Par Cooking. We cook a lot of things 2/3 of the way to done and then stop the cooking by shocking cold. For example, home cooks will cook the pasta until it's ready and then sauce it up and serve it. Pros cook the pasta until it is not quite done, portion it into small bags, and then wait for an order. When the order comes we will bring the bag of pasta out and pour the pasta into boiling water and pull it back up pretty quick - just long enough to heat the pasta through - and toss it with the sauce. In this way, we can put up a pasta dinner in about 5 - 7 mins. We'll be doing this with anywhere from 5 - 25 pans of food at a time, surrounded by several other cooks doing the same thing in order to put six orders - or 26 for that matter - up in the pass at a time. We are prepared to cook everything on the menu at any given time which can be 30 or 40 or even 100 different items, whereas home cooks generally cook one thing at a time for just a few people.

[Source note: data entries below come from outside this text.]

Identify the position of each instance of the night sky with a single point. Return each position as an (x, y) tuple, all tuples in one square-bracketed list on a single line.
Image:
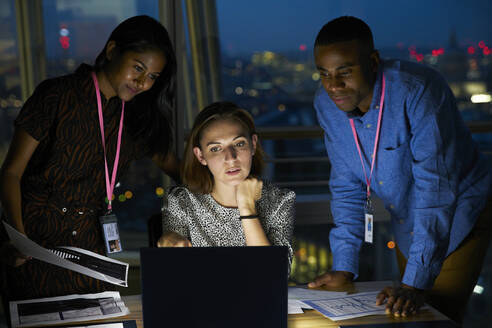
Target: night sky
[(256, 25)]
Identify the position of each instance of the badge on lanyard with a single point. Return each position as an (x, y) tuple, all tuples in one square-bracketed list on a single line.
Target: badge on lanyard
[(112, 239), (369, 221), (109, 222), (368, 207)]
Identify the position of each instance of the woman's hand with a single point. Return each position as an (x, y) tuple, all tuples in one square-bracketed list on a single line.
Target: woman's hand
[(247, 193), (9, 255), (402, 301), (173, 239)]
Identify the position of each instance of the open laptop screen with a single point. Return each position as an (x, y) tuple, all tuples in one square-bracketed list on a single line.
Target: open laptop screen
[(214, 286)]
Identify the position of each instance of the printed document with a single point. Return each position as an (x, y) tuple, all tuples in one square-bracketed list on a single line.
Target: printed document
[(349, 306), (72, 258), (67, 309)]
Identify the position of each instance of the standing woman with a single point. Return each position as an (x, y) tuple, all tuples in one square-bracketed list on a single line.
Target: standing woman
[(224, 202), (58, 171)]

Really, it is very different, but the one thing that gets lost in all the TV shows and such is this: restaurant cooking is REALLY hard. It is like a full contact professional sport, and when you're done your body is worn out. Home cooks tend to cook for pleasure, and don't get me wrong, pros love cooking, but we don't have a choice. When service comes, regardless of how we feel, we need to cook. This is different from home cooks and even other professions. Desk workers, when they're feeling unproductive, can slink off to the bathroom, or wander over to someone else's desk, but we can't do that. When the tickets start coming in we have to cook! cook! COOK! Home cooks, if the dish is wrong, they can call out for a pizza.